Tra i mesi di gennaio e il primo scorcio di febbraio ho accertato una media di cinque o sei bambini assenti al giorno in classe, con punte di dieci. Solo oggi, per la prima volta da quando ci siamo salutati prima delle vacanze di Natale, in aula c’era un solo banco vuoto. Le assenze alla primaria, e soprattutto tra i più piccoli, sono un problema diverso da come un non-addetto ai lavori se lo immagina. Per gli insegnanti è preferibile non spiegare cose nuove mentre, dall’altra parte, i genitori spingono per tenerli il più a lungo a casa possibile per permettere ai loro figli di rimettersi completamente. Elisa, per dire, si è sparata due settimane di polmonite, è rientrata a scuola ma tempo due giorni si è beccata l’influenza di quest’anno e non l’ho più vista per un bel po’.

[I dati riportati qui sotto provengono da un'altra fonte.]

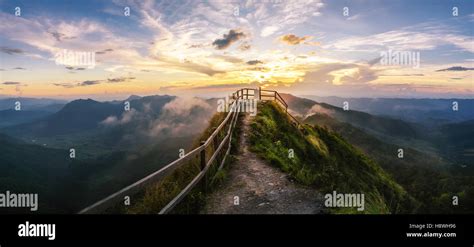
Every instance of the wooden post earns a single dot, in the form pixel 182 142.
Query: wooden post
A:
pixel 215 143
pixel 203 166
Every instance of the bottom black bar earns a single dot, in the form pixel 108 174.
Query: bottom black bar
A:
pixel 181 227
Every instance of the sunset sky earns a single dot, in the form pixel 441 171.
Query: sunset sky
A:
pixel 207 48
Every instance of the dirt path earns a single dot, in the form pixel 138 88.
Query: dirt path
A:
pixel 260 188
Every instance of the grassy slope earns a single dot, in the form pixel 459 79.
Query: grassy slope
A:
pixel 155 197
pixel 427 178
pixel 326 161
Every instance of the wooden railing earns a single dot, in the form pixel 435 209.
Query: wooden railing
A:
pixel 264 94
pixel 227 125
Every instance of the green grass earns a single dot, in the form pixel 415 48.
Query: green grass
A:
pixel 155 197
pixel 325 161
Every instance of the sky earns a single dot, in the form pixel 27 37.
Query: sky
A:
pixel 112 49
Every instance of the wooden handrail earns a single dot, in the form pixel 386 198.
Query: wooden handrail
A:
pixel 157 176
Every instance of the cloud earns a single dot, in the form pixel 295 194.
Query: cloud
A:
pixel 65 85
pixel 73 68
pixel 89 83
pixel 318 109
pixel 228 39
pixel 227 58
pixel 126 117
pixel 60 36
pixel 182 117
pixel 11 83
pixel 455 68
pixel 120 79
pixel 269 30
pixel 424 36
pixel 254 62
pixel 80 84
pixel 104 51
pixel 340 74
pixel 11 51
pixel 245 46
pixel 291 39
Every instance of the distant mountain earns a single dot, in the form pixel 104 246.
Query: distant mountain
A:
pixel 326 161
pixel 427 111
pixel 456 141
pixel 29 103
pixel 443 167
pixel 77 116
pixel 11 117
pixel 85 115
pixel 377 124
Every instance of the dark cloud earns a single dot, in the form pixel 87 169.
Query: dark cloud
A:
pixel 245 46
pixel 254 62
pixel 228 39
pixel 196 46
pixel 120 79
pixel 60 36
pixel 88 83
pixel 456 68
pixel 65 85
pixel 11 83
pixel 227 58
pixel 374 61
pixel 73 68
pixel 291 39
pixel 11 51
pixel 406 75
pixel 104 51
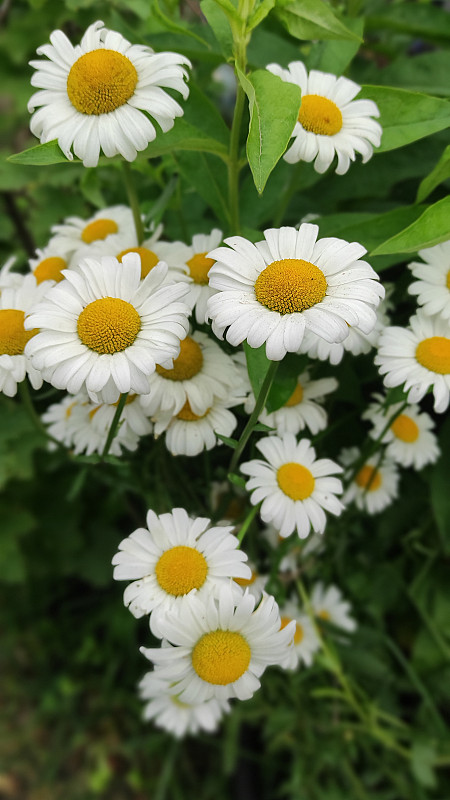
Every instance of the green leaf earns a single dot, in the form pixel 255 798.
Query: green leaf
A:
pixel 440 173
pixel 406 116
pixel 274 106
pixel 312 19
pixel 432 227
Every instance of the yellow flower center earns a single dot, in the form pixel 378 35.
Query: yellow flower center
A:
pixel 434 354
pixel 149 259
pixel 98 229
pixel 187 415
pixel 181 569
pixel 319 115
pixel 290 285
pixel 49 269
pixel 369 478
pixel 108 325
pixel 405 428
pixel 296 397
pixel 299 633
pixel 296 481
pixel 186 365
pixel 13 336
pixel 101 81
pixel 199 267
pixel 221 657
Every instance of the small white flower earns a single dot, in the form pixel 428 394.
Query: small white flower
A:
pixel 329 605
pixel 221 647
pixel 100 95
pixel 330 121
pixel 374 486
pixel 433 285
pixel 275 290
pixel 295 488
pixel 410 440
pixel 105 330
pixel 170 558
pixel 418 357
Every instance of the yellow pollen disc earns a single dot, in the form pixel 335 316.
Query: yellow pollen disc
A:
pixel 181 569
pixel 434 354
pixel 186 365
pixel 296 481
pixel 290 285
pixel 319 115
pixel 199 267
pixel 187 415
pixel 221 657
pixel 364 478
pixel 149 259
pixel 50 269
pixel 98 229
pixel 405 428
pixel 295 398
pixel 13 336
pixel 108 325
pixel 101 81
pixel 298 635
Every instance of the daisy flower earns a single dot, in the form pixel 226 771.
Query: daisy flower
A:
pixel 16 302
pixel 410 439
pixel 302 409
pixel 187 433
pixel 276 289
pixel 101 94
pixel 330 121
pixel 222 646
pixel 432 286
pixel 75 232
pixel 201 373
pixel 295 488
pixel 418 358
pixel 171 714
pixel 375 485
pixel 329 605
pixel 105 330
pixel 170 558
pixel 306 641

Sono state in molte le mamme che mi hanno contattato via mail (sono considerato un folle per aver dato la mia mail – quella con il dominio della scuola, che è una mail di lavoro a tutti gli effetti – ai genitori) per avere i compiti oppure il lavoro svolto in classe per evitare che il figlio rimanesse indietro. A me la cosa ha fatto sorridere perché in prima non è che un giorno si spiegano le equazioni di secondo grado e la settimana dopo inizi con la parabola. Il programma è sin troppo entry level per un contesto di seienni che sapevano già contare e fare somme e sottrazioni in autonomia dalla scuola materna. Comunque, per intercettare il timore delle famiglie che i bambini con la febbre rimanessero indietro (il vero demone della didattica), ho mandato qualche scheda con un po’ di operazioni per mantenere i cervelli con trentanove di febbre in allenamento.

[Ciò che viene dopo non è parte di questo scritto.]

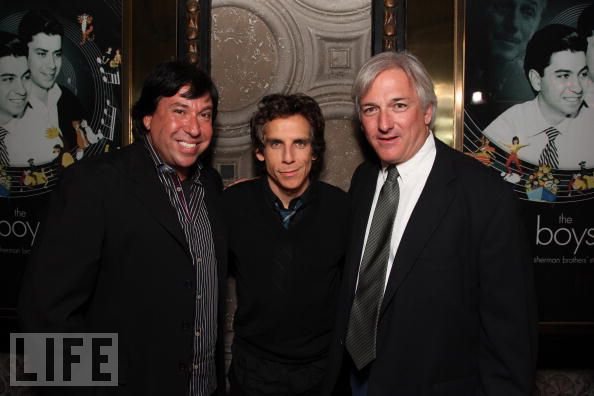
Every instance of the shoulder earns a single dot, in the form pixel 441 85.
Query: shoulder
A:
pixel 475 178
pixel 211 178
pixel 330 191
pixel 242 189
pixel 365 169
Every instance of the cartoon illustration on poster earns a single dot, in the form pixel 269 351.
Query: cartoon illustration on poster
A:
pixel 60 103
pixel 528 114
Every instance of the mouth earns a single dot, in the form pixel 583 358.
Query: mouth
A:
pixel 573 99
pixel 188 147
pixel 288 173
pixel 387 139
pixel 49 76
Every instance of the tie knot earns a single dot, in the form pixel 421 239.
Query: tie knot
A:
pixel 552 133
pixel 392 174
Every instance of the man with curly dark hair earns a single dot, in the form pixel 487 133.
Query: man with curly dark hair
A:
pixel 287 235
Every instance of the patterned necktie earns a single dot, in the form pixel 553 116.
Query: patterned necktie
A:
pixel 549 155
pixel 362 328
pixel 287 214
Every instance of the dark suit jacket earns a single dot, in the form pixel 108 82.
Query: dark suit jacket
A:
pixel 458 315
pixel 113 258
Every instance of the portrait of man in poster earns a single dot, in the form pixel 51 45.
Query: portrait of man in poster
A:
pixel 537 133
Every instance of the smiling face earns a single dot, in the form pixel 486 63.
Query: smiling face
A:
pixel 510 24
pixel 288 156
pixel 180 129
pixel 45 59
pixel 394 121
pixel 561 88
pixel 14 78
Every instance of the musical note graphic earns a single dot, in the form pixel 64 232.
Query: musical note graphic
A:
pixel 108 122
pixel 110 78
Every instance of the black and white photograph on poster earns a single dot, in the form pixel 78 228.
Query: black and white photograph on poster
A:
pixel 529 114
pixel 60 103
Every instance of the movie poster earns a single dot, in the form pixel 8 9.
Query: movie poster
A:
pixel 60 103
pixel 536 129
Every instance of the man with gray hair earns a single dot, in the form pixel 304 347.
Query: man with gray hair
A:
pixel 438 294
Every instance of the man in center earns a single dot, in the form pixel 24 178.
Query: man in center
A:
pixel 287 233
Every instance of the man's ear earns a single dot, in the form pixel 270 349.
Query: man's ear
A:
pixel 259 155
pixel 146 120
pixel 428 114
pixel 535 79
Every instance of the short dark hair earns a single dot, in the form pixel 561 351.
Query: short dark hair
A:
pixel 548 41
pixel 272 107
pixel 39 21
pixel 586 21
pixel 165 81
pixel 11 45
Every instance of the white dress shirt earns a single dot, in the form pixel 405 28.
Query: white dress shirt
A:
pixel 411 180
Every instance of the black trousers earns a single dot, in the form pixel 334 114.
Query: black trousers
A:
pixel 251 375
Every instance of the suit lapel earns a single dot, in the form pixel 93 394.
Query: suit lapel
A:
pixel 147 187
pixel 362 191
pixel 428 213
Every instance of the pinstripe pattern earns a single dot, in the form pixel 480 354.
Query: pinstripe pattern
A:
pixel 3 152
pixel 193 218
pixel 549 155
pixel 362 328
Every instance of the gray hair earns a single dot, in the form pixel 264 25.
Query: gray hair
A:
pixel 410 65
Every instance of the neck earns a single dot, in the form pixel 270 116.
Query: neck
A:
pixel 40 93
pixel 284 195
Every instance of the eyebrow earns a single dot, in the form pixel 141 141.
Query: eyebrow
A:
pixel 570 71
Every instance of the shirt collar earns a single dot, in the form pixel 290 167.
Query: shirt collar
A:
pixel 305 198
pixel 164 168
pixel 407 169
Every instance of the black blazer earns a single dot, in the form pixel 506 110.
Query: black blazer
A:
pixel 458 315
pixel 113 258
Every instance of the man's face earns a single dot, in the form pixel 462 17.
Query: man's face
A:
pixel 561 88
pixel 288 156
pixel 14 77
pixel 510 25
pixel 394 121
pixel 45 59
pixel 181 129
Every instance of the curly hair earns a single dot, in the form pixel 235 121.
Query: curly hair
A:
pixel 275 106
pixel 165 81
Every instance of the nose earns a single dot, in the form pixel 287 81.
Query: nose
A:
pixel 193 127
pixel 288 156
pixel 51 62
pixel 576 84
pixel 384 121
pixel 19 87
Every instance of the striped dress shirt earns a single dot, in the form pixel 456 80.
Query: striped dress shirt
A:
pixel 193 217
pixel 3 151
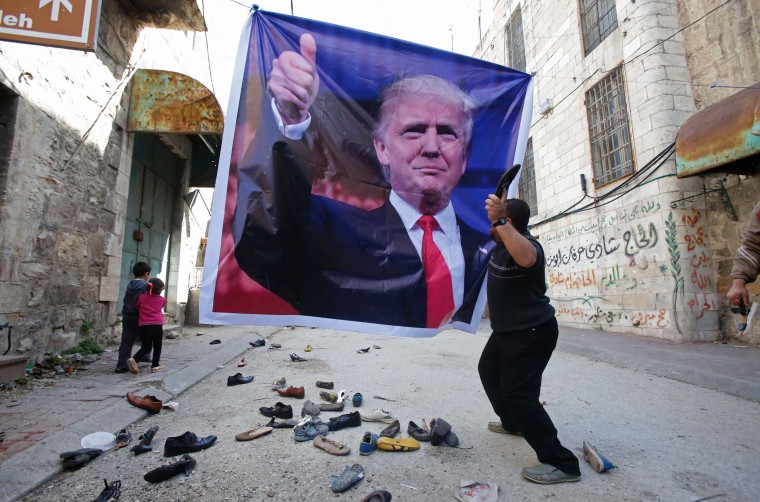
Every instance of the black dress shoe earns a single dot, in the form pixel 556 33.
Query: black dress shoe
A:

Parallelamente ho fatto di tutto per portare avanti i quaderni dei bambini malati copiando le attività o tagliando e incollando le fotocopie delle schede svolte in classe (se siete quelli che “il profumo della carta” la scuola è il lavoro che fa per voi). Il fatto è che con sei o sette alunni assenti e relativi quaderni da aggiornare, dedicarsi a questo tipo di attività non risulta così fluido durante le lezioni ed è facile immaginare il perché, considerando la richiesta incessante di attenzioni che mi viene richiesta.
Questo solo per farvi pesare il fatto che:
– ho trascorso una buona parte del pomeriggio per mettere in pari i quaderni dei miei alunni che finalmente sono rientrati
– c’è voluto più di quanto avessi previsto
– e soprattutto l’ho fatto nel tempo libero.
Lo straordinario – nel senso di lavoro non pagato – è in realtà un fattore ordinario, nella scuola.
Ma c’è un vizio di forma: dovendo trascorrere non più di quattro ore al giorno sul campo, in un mondo in cui tutti dicono di lavorare otto ore, il senso di colpa del docente (al netto dei tre o quattro o cinque mesi di ferie l’anno di cui la credenza popolare si riempie bocca) impone al pedagogo professionista che è insito in lui di ricorrere alle ore in cui non fa lezione per sbrigare tutte le altre faccende collaterali. Una fetta di tempo che a chi lavora in ufficio, in negozio, in giro a vendere, in fabbrica eccetera viene riconosciuta con salari adeguati. Più sostanziosi, se rientrano nelle ore previste dal contratto. Come extra, negli altri casi. In realtà lo straordinario, nell’agenzia in cui lavoravo prima, non mi è mai stato riconosciuto nemmeno lì, ma lo stipendio era indiscutibilmente più consono al tempo che dedicavo alla causa.
Nel mio mondo ideale entro a scuola alle 8 ed esco alle 17:00, pausa pranzo compresa. Alterno le mie ore in classe a ore che trascorro nell’ufficio – un bell’open space con il calcetto e quelle fantastiche postazioni in cui ti metti dove capita – a preparare lezioni, organizzare materiale, correggere i compiti, incollare schede sui quaderni degli assenti, ricevere genitori e alunni, programmare con i colleghi. Stessa cosa per i mesi estivi, in cui c’è da preparare l’anno successivo, ci sono i corsi di recupero da tenere a chi ha debiti da recuperare, ci sono attrezzature da controllare ed eventualmente da sistemare, oltre alle quattro settimane di ferie che mi spettano. Il tutto almeno a duemila euro al mese, come è giusto per un mestiere in cui hai una ventina di bambini sotto la tua responsabilità. Questo si che sarebbe straordinario.
uh che bello! Mettiamo anche i divani e il microonde? Ciao dalla tua collega della scuola che vorremmo.